Putin ingin Biden akhirnya menghadapi dilema yang tidak menyenangkan. Pesannya sederhana: Washington harus mempersiapkan diri jika mitranya, Ukraina, dikalahkan secara militer dalam kejadian yang sangat memalukan seperti yang terjadi baru-baru ini di Afghanistan. Atau bisa saja mereka mundur dan mencapai kompromi dengan Moskow mengenai Ukraina.
Kremlin tampaknya tidak mempunyai ilusi bahwa opsi pertama akan menimbulkan dampak besar pada perekonomian Rusia dan kedudukan internasional. Namun mereka ingin meyakinkan Amerika Serikat bahwa mereka bersedia menanggung biaya tersebut karena pentingnya Ukraina bagi kepentingan nasional Rusia.
Putin juga berusaha meyakinkan Washington bahwa, tidak seperti Rusia, ia tidak akan rugi besar jika berkompromi dengan Ukraina. Nasib negara ini bukanlah kepentingan vital Amerika yang patut diperjuangkan, apalagi menjadi elemen utama agenda kebijakan luar negeri pemerintahan Biden. Jika Washington tidak membutuhkan Ukraina sebagai sekutunya dalam perjuangannya melawan Tiongkok atau untuk memerangi perubahan iklim, mengapa mereka harus melakukan konfrontasi dengan Rusia karena hal tersebut?
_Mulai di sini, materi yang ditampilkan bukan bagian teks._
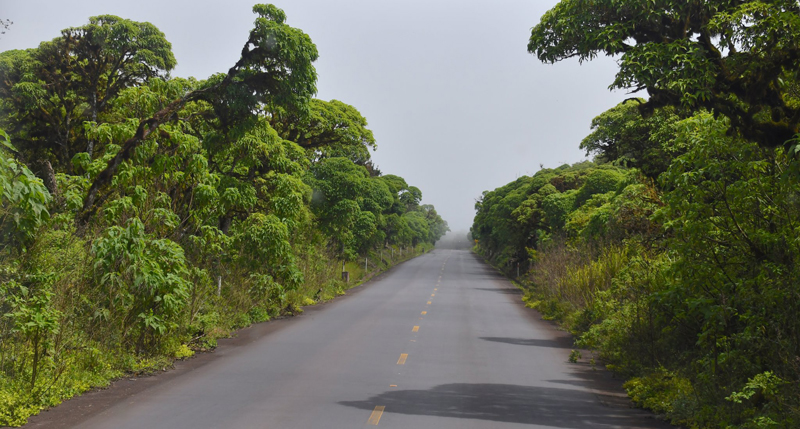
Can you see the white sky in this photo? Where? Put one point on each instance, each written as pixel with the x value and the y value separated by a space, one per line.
pixel 456 103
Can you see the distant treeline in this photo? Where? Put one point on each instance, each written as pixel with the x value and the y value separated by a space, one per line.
pixel 674 254
pixel 144 216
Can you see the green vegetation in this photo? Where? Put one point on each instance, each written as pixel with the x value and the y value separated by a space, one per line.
pixel 143 216
pixel 673 255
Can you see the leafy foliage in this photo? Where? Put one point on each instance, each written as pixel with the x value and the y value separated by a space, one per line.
pixel 143 216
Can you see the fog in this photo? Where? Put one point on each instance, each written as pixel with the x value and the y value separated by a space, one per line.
pixel 456 103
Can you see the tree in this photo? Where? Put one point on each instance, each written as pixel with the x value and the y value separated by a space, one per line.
pixel 734 58
pixel 49 92
pixel 275 67
pixel 623 136
pixel 330 129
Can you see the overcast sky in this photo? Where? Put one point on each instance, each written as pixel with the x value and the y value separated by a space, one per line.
pixel 456 103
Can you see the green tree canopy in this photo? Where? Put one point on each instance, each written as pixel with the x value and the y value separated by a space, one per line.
pixel 733 58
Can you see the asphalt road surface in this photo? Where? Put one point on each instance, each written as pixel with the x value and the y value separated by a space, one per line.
pixel 441 341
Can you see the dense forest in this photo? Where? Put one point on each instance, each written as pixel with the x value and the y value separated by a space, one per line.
pixel 144 216
pixel 673 255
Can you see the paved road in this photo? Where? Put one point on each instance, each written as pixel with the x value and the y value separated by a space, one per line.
pixel 441 341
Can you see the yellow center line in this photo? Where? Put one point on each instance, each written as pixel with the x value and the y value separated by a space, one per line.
pixel 375 417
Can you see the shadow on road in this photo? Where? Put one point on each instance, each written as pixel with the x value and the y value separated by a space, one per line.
pixel 506 291
pixel 564 408
pixel 560 343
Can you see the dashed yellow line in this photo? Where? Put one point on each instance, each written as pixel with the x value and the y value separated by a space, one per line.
pixel 375 417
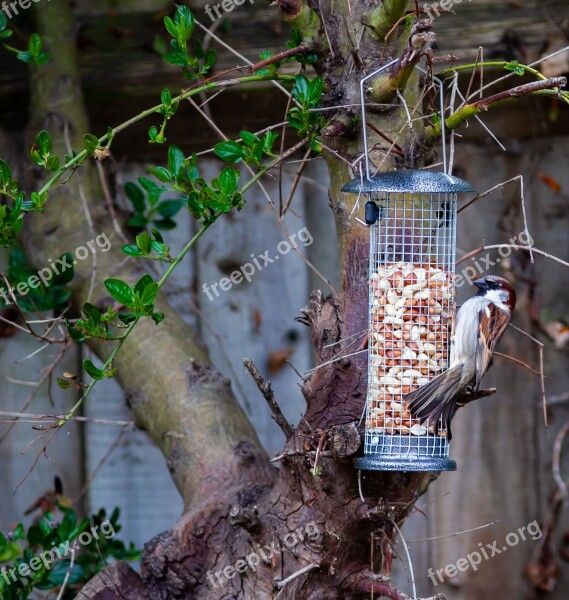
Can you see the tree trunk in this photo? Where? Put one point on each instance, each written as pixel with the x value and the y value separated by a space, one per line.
pixel 303 528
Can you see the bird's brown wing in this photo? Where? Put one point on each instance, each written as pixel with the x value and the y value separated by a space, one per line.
pixel 492 322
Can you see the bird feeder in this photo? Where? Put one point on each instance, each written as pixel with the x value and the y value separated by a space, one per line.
pixel 412 221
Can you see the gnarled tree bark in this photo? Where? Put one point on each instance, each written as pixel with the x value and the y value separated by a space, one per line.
pixel 237 503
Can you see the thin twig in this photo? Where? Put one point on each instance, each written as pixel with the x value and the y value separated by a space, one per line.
pixel 279 584
pixel 541 347
pixel 442 537
pixel 518 361
pixel 556 469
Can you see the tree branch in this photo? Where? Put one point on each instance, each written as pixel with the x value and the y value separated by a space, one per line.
pixel 384 17
pixel 384 89
pixel 470 110
pixel 267 391
pixel 173 390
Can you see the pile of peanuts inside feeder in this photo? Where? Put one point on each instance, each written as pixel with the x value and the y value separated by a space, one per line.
pixel 411 316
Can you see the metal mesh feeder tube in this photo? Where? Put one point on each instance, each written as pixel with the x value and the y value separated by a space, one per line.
pixel 412 219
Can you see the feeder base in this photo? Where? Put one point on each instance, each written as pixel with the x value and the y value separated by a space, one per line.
pixel 405 463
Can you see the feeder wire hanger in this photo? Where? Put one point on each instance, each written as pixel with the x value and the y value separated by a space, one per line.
pixel 438 82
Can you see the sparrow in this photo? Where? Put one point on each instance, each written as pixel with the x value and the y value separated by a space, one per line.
pixel 480 323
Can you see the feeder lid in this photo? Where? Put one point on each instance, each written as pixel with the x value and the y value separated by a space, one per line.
pixel 408 181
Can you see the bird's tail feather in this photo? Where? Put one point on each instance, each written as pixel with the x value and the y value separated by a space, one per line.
pixel 435 400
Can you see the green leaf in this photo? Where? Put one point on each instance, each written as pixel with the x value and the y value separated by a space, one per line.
pixel 135 195
pixel 166 224
pixel 316 88
pixel 5 174
pixel 143 242
pixel 176 159
pixel 137 221
pixel 43 141
pixel 166 97
pixel 121 291
pixel 93 313
pixel 64 383
pixel 74 334
pixel 35 44
pixel 92 370
pixel 142 283
pixel 52 163
pixel 170 27
pixel 249 138
pixel 131 250
pixel 515 67
pixel 154 191
pixel 300 91
pixel 149 294
pixel 66 275
pixel 157 235
pixel 184 21
pixel 168 208
pixel 231 152
pixel 91 142
pixel 161 173
pixel 228 180
pixel 157 317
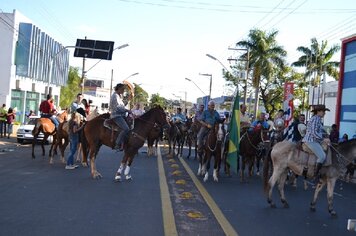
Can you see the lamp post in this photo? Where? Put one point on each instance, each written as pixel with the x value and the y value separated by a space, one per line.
pixel 211 81
pixel 247 69
pixel 50 65
pixel 195 85
pixel 112 70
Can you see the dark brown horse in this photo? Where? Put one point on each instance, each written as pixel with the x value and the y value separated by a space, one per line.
pixel 153 138
pixel 192 136
pixel 46 126
pixel 176 136
pixel 213 147
pixel 287 155
pixel 250 143
pixel 96 135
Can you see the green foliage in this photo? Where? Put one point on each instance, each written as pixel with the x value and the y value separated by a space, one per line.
pixel 70 91
pixel 316 59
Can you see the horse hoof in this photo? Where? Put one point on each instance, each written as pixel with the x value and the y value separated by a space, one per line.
pixel 333 213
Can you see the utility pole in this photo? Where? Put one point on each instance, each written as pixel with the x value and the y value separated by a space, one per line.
pixel 112 78
pixel 83 72
pixel 247 69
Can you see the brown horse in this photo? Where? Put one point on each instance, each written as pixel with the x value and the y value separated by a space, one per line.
pixel 46 126
pixel 96 135
pixel 153 138
pixel 192 136
pixel 213 147
pixel 249 147
pixel 287 155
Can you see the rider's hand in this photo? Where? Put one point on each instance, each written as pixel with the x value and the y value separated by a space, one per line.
pixel 327 141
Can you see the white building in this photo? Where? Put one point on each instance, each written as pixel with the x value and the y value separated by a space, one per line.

Beberapa bulan yang lalu, Biden mengindikasikan bahwa ia yakin bahwa kepentingan AS di Afghanistan tidak cukup untuk membenarkan kehadiran pasukan secara terbuka dan bahwa ia bersedia mengurangi komitmen AS untuk menyesuaikan kebijakan luar negerinya dengan realitas global yang baru. Dalam pandangan Kremlin, kini saatnya bagi Amerika Serikat untuk membuat pilihan rasional serupa mengenai Ukraina.
Artikel ini adalah yang pertama diterbitkan oleh Carnegie Moscow Center.
Pendapat yang diungkapkan dalam opini tidak mencerminkan posisi The Moscow Times.